Monday, October 20, 2014

Wolff in Brooklyn


When I was in art school I wrote poems about autumn and my feet.
Its autumn now and I’m living in the same exact neighborhood.  I walk the sidewalks and absorb the nameless colors of the pavement stones, the cement, the bark of trees and the drift of fallen leaves.  There are hills that lend geographical meaning to my walks, even if there seems to be a destination and a prize (a ladder, a lunch, a new sketchbook), the actual volume of the land has far more weight than any excursion’s impulse.  The untethered quality of my body is exaggerated because my equilibrium is broken.  I move through the streets as though hydroplaning.  Exactness doesn’t seem desperately precious until it departs.
So much is possible and unwritten that I lean into the ghosts that occasionally accompany me.  They, of course, can only offer furry warmth.  It is not nothing, but it isn’t related to the manipulation of the days.  It is a back blow glow of love.  It is definitely something because it is what I have lost in the real time of this dimension.  But I cannot access it in a retinal, tactile way.  I cannot hear their voices.  It is the autumn of intuition; it is the autumn of the cracked heart.  Radar is off, sonar is down and the stride of my feet is unpredictable.

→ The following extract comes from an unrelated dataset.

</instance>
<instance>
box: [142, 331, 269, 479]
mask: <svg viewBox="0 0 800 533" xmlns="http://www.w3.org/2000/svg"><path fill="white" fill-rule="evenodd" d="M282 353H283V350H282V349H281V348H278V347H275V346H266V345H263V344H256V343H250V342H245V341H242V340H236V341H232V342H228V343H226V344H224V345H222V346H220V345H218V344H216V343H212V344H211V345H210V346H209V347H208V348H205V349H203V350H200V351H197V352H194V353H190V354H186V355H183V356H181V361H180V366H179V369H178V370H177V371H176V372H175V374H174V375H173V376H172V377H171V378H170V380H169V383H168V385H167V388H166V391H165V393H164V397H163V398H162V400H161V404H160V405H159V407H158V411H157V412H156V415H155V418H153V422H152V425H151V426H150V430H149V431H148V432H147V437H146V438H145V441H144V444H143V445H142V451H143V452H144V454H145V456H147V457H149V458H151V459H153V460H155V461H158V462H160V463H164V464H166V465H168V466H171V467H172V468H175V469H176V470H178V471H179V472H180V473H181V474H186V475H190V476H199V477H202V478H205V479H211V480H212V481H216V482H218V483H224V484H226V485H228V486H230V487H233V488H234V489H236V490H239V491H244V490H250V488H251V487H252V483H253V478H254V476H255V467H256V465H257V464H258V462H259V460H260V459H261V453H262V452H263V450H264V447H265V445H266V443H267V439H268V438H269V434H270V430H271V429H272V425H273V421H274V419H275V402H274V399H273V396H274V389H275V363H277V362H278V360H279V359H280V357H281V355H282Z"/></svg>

When I wrote of my feet I was interested in what a month of walking barefoot in Brooklyn had done to my souls and heels.  Ridiculous or not I remember it with nostalgia for the strange, dreamy focus of an 18 year old trying to be an artist.  The searing energy of that time propelled me buoyantly and haphazardly forward.  My lack of finesse and discernment was melded with a hypnotic ability to focus visually, and to work.  I made lots of bad paintings, lots of silly drawings.  But there were some gems that fell, fairytale-like from my frog-spewing hand.  It was gloriously unedited and overseen only by the impulse to move my hand across a piece of paper or canvas.  I drew all the time and everywhere.  I drew on the subway; I drew the ballet classes at Julliard when the Royal Ballet from London was in town, always hoping that Nureyev would show up.  I drew in Eric’s, the local bar---you could drink at 18 then.  I drew sitting in the hallway in front of my dorm room.  I painted everything that seemed paint worthy, which in my case was figurative, dream imagery.  Only later did I try to be more of an abstract, even minimalist artist.  An interesting phase in which I painted and drew fields of color with odd, X-marks-the-treasure-spot scribbles, occasionally words.  That didn’t last and I returned to the creation of spaces and unfinished narratives.   I relinquished monochromatic and grey tones for the world of intense color.  My crazy, shoeless self was back.
And so, here again on the same sidewalks, although the neighborhood is vastly changed, there is still a lingering sense of those cracked feet.  Can I find that ruthless propulsion into image making without the barefoot month?  This is perhaps a question for my ghosts.